Hacking Infinite Craft: Inject Any Item by Spoofing the API Response

Infinite Craft checks a server every time you combine two elements. What if you could step in between your browser and that server, and replace the real answer with whatever you want? This script does exactly that — by monkey-patching window.fetch before the game can use it.

What Is Infinite Craft?

Infinite Craft is a browser-based crafting game by Neal Agarwal. You start with four base elements — Water, Fire, Wind, and Earth — and combine them to discover new items. Combining Fire and Water makes Steam; combine Steam and Earth and you get a Swamp; keep going and you can eventually craft almost anything you can imagine.

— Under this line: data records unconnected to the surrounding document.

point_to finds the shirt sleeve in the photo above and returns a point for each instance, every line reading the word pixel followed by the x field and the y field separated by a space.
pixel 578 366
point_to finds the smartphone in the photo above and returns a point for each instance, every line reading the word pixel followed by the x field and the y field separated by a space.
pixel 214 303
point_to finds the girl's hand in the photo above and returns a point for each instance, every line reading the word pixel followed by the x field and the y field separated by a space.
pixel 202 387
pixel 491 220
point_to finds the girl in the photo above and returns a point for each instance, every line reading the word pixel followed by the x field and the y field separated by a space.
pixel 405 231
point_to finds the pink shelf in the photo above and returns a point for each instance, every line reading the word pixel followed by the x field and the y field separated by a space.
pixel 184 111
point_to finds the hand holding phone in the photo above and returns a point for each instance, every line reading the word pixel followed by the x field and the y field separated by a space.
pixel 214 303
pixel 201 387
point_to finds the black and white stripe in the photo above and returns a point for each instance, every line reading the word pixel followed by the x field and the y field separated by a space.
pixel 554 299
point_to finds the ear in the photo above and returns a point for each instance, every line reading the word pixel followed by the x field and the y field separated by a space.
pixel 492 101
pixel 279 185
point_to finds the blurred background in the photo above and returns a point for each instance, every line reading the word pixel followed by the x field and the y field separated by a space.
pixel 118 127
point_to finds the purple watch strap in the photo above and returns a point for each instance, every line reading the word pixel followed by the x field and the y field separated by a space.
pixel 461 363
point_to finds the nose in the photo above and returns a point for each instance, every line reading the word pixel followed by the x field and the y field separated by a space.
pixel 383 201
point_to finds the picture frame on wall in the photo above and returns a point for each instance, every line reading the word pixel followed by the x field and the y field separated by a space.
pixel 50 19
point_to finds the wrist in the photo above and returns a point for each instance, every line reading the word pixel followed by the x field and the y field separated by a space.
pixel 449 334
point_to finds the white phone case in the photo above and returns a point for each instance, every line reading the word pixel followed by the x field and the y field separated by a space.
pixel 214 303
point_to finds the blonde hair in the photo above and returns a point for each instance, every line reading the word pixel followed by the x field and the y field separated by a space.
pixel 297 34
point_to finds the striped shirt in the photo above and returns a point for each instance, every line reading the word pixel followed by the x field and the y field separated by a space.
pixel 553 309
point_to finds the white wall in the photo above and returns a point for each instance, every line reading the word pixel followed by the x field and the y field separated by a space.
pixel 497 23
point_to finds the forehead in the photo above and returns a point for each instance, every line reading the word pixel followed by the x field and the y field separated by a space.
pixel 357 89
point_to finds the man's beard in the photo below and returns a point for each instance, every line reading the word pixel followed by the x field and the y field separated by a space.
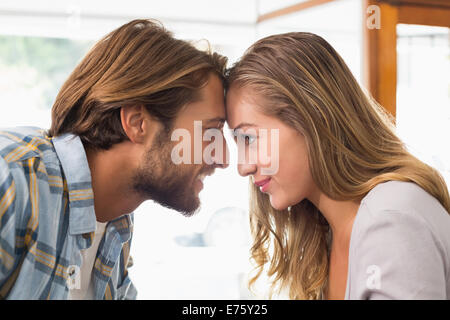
pixel 166 183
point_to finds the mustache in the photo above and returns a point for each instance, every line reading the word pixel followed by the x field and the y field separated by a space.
pixel 208 170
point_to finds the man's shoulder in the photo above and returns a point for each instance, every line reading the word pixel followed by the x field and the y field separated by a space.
pixel 22 143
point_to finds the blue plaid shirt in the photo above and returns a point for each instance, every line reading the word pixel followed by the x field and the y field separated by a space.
pixel 47 216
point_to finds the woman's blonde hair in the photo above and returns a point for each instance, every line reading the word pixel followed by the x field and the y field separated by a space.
pixel 351 144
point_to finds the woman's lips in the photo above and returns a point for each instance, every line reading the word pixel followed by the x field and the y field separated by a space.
pixel 263 184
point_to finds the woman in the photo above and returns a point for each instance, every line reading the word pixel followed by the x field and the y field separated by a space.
pixel 349 213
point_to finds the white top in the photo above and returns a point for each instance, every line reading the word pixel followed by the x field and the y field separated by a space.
pixel 400 245
pixel 86 290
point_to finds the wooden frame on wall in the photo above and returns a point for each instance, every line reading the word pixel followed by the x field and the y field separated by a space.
pixel 380 45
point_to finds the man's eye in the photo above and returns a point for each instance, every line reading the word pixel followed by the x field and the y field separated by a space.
pixel 248 139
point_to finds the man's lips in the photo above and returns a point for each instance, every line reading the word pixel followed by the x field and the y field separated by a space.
pixel 263 184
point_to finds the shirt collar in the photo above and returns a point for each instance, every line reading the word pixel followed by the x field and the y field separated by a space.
pixel 72 156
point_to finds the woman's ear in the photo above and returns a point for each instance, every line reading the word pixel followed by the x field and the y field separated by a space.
pixel 134 124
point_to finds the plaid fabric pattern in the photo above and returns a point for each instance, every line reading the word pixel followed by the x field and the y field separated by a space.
pixel 47 216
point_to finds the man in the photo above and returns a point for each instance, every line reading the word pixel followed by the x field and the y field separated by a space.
pixel 67 195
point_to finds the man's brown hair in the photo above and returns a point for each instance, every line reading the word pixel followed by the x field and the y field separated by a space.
pixel 140 63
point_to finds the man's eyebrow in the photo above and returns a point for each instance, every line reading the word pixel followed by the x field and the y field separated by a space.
pixel 217 119
pixel 244 124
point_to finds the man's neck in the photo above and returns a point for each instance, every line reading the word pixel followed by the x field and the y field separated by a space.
pixel 110 173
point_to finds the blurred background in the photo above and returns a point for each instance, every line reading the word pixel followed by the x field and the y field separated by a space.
pixel 398 50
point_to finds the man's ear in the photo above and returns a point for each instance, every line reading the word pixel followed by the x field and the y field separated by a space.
pixel 135 123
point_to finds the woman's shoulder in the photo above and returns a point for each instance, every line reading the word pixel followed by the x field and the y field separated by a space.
pixel 400 210
pixel 404 232
pixel 404 198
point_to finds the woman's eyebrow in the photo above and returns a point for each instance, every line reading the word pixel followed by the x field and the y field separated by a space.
pixel 244 124
pixel 217 119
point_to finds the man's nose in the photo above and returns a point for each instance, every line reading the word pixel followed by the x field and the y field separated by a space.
pixel 222 158
pixel 246 169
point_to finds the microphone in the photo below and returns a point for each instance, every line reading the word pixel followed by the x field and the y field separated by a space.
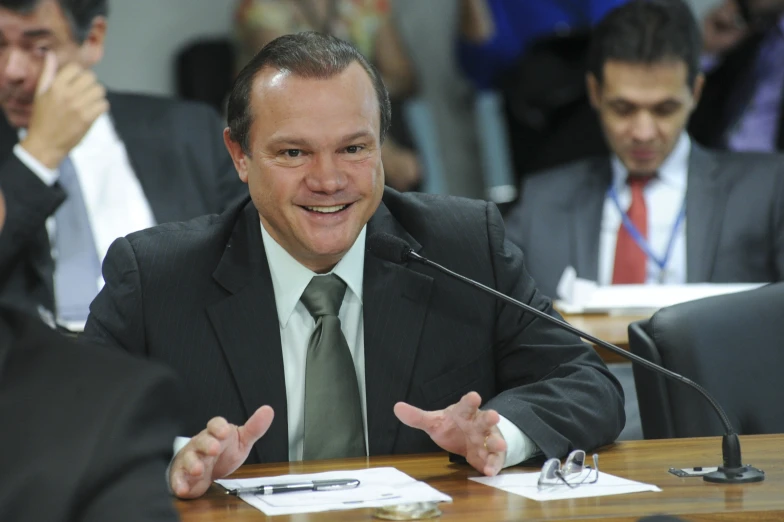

The interesting part for us: every combination is an API call. When you drag one element onto another, the game sends a request to https://neal.fun/api/infinite-craft/pair with the two item names and waits for the server to return the result. The result isn’t baked into the page — it comes from the network, live, every single time.

That’s our attack surface.

Why You Can’t Just Edit localStorage

Most browser game hacks work by editing localStorage or a global JavaScript object. Infinite Craft does store your discovered items in IndexedDB (the browser’s larger, structured client-side database), but writing a fake item directly into IndexedDB isn’t enough. When you drag two elements together, the game still calls the server API to validate the combination result. A fake IndexedDB entry for an item you haven’t legitimately crafted won’t get you a new combination — the server decides what comes out.

To create an item that doesn’t exist in your real discovery tree, you need to intercept the API call itself and return a response of your own choosing before it ever leaves your browser.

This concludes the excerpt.